As a report published recently by the Finnish Communications Regulatory Authority showed, over 90% of all citizens use mobile Internet. The Finnish government has acknowledged the simple fact that now we have the Internet, we can’t, and shouldn’t, imagine life without it. In fact, getting online in Helsinki is already as easy as breathing. No passwords are required. The cities’ download rate averages 39.25Mp/s, compared to London’s paltry average of 17.6Mp/s with 4G, according to Ofcom’s figures from April 2015.
So, is the UK lagging behind? I spoke with a BT spokesperson, who told me: “The ambitions for broadband access in Finland are admirable, and we’re equally ambitious here in the UK… We’re supporting the government’s aim of getting superfast technology to 95% of the country by the end of 2017.” However, according to a BBC report, the UK is indeed in the broadband slow lane; data from Ookla showed that London’s average download speed ranks 26th out of 33 European capitals.
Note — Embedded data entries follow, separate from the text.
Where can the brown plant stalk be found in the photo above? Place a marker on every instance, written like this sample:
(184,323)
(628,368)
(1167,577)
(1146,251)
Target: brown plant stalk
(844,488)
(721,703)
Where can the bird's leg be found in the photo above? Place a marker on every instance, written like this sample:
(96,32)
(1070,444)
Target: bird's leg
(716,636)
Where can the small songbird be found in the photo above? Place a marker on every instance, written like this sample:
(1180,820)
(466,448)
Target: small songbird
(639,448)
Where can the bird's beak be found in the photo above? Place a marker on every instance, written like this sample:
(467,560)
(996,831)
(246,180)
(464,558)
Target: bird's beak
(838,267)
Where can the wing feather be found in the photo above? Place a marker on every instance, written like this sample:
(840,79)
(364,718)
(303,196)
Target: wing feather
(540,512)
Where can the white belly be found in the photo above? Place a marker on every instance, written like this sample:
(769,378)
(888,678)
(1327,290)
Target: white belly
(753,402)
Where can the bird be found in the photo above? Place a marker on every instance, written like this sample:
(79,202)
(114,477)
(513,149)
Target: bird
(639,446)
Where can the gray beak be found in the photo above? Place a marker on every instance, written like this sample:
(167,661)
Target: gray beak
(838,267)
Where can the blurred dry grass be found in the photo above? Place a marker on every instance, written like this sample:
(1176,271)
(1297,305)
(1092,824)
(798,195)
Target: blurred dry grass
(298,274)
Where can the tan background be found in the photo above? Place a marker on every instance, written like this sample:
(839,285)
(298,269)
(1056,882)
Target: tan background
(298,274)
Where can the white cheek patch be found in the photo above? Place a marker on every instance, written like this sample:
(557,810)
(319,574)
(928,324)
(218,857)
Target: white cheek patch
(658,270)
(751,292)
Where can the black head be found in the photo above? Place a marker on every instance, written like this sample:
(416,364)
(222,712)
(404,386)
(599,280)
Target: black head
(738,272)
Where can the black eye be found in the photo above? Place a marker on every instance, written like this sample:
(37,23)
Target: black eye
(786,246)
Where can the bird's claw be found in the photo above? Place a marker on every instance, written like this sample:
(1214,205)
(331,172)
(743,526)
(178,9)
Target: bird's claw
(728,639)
TalkTalk have even claimed on the BBC Today programme that the UK rank behind Ukraine on the speedometer.
This is partly due to the fact that the UK is cracking down on censorship and tightening spying powers via the Draft Communications Data Bill, proposed by the current government. David Cameron is seeking to enforce greater control over the Internet, which in this day and age seems to be about as logical as trying to catch a slippery fish with bare hands. Yet if Internet access was ruled as a human right in the UK, strict data sanctions could not legally come into effect. It could also prompt changes on the way ISPs market their services, by calling for a lifting of restraints on data allowance and usage. At the moment, leading broadband companies believe this is a hypothetical scenario, despite three quarters of Britons believing Internet access should be classified as a fundamental human right.
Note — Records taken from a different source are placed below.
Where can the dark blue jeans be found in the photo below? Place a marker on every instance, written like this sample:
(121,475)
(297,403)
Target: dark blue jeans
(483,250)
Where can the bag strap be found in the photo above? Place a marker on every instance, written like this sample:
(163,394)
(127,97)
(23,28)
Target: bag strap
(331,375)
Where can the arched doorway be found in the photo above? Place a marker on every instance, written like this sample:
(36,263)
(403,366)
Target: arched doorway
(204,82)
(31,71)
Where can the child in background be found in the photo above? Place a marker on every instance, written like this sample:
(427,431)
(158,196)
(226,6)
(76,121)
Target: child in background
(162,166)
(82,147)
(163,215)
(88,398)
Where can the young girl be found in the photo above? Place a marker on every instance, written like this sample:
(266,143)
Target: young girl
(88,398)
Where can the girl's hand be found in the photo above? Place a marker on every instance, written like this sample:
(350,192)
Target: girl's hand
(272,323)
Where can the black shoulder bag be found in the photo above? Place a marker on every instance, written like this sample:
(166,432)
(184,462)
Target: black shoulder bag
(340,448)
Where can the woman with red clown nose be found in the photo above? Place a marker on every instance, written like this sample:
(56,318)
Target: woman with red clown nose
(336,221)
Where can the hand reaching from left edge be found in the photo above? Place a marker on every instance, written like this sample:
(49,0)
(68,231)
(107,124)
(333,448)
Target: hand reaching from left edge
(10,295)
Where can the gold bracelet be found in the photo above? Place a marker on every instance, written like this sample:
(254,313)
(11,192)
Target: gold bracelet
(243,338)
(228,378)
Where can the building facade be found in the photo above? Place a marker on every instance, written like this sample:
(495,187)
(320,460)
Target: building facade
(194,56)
Non-profit organisation, A Human Right, is fighting to change this on a global scale. Based on the values of economic growth, citizenship and education, the project’s mission is simple: get the 4.6 billion disconnected people online. “The Internet is the nervous system for humanity,” founder Kosta Grammatis explains to me, “Slowly we are all being connected, which is helping us to collaborate, learn, empathise, and understand each other. Individuals with access can participate in our global society… those without are left behind.”
After leaving his job as an engineer at SpaceX, Grammatis approached his chosen cause with wild ambition. Beginning with BuyThisSatellite.org, he sought funding to launch a satellite that could beam Internet connection to the developing world. He then tried to experiment with persuading telecom companies to donate unused broadband to those left behind.
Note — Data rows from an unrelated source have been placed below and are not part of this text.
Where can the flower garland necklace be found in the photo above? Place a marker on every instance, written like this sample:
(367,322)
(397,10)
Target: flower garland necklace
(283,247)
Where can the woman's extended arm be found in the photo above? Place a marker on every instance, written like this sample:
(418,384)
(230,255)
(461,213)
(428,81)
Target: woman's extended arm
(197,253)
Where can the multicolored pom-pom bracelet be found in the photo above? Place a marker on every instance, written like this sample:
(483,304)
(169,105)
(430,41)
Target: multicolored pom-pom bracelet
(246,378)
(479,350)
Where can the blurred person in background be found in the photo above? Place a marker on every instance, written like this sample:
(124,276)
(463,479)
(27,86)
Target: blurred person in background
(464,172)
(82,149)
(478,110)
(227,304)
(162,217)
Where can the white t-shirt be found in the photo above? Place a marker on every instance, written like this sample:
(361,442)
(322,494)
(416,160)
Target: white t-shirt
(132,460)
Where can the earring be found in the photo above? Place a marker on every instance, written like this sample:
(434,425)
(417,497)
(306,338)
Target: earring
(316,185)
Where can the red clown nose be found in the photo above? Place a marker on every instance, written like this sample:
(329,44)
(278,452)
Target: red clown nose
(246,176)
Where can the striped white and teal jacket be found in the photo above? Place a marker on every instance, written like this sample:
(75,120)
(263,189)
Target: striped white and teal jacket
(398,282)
Both projects failed due to the sheer scope of the task at hand, but Grammatis remains undeterred. His mission, he tells me, is to continue “advocating Internet for all.” He did succeed, however, in his campaign to bring a super-fast fibre cable to St Helena, an isolated British outlaying island, via his website MoveThisCable.org. Connecting this population of 4,200, Grammatis argued, would boost their flagging economy as well as improving standards of education and healthcare.
Grammatis also makes the case for progressive legislation, and calls for government intervention to ensure nobody is without access. “We need to treat [the] Internet like a utility,” he argues. “Every government should ensure their citizens have equal access to the Internet at a guaranteed rate of speed and price.” It is time we followed Finland’s example, while fighting to protect our data freedom and moving towards global equality in the wake of the information revolution.